Improving the stability of bivariate correlations using informative Bayesian priors: a Monte Carlo simulation study.

Abstract

Much of psychological research has suffered from small sample sizes and low statistical power, resulting in unstable parameter estimates. The Bayesian approach offers a promising solution by incorporating prior knowledge into statistical models, which may lead to improved stability compared to a frequentist approach. Simulated data from four populations with known bivariate correlations ( = 0.1, 0.2, 0.3, 0.4) was used to estimate the sample correlation as samples were sequentially added from the population, from n = 10 to n = 500. The impact of three different, subjectively defined prior distributions (weakly, moderately, and highly informative) was investigated and compared to a frequentist model. The results show that bivariate correlation estimates are unstable, and that the risk of obtaining an estimate that is exaggerated or in the wrong direction is relatively high, for sample sizes for below 100, and considerably so for sample sizes below 50. However, this instability can be constrained by informative Bayesian priors.
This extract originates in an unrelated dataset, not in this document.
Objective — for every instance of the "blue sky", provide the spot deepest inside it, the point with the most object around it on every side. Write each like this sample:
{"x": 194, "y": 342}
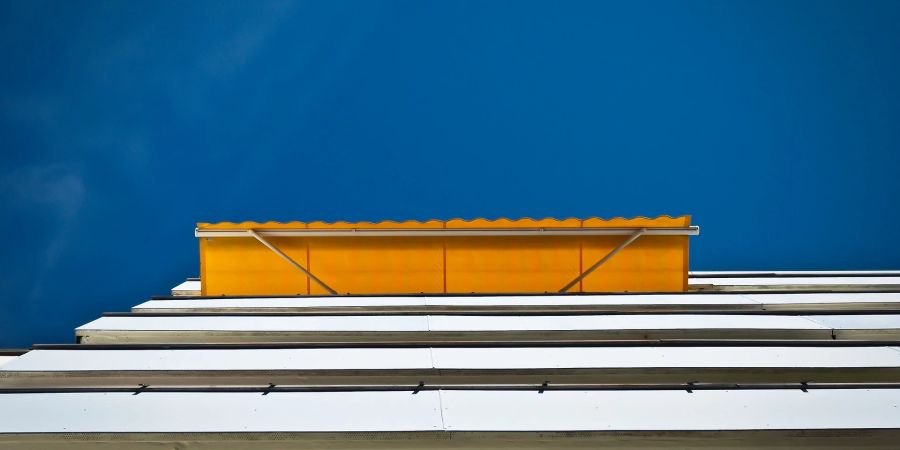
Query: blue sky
{"x": 776, "y": 124}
Informative Bayesian priors have the potential to significantly reduce sample size requirements and help ensure that obtained estimates are in line with realistic expectations. The combined stabilizing and regularizing effect of a weakly informative prior is particularly useful when conducting research with small samples. The impact of more informative Bayesian priors depends on one's threshold for probability and whether one's goal is to obtain an estimate merely in the correct direction, or to obtain a high precision estimate whose associated interval falls within a narrow range. Implications for sample size requirements and directions for future research are discussed.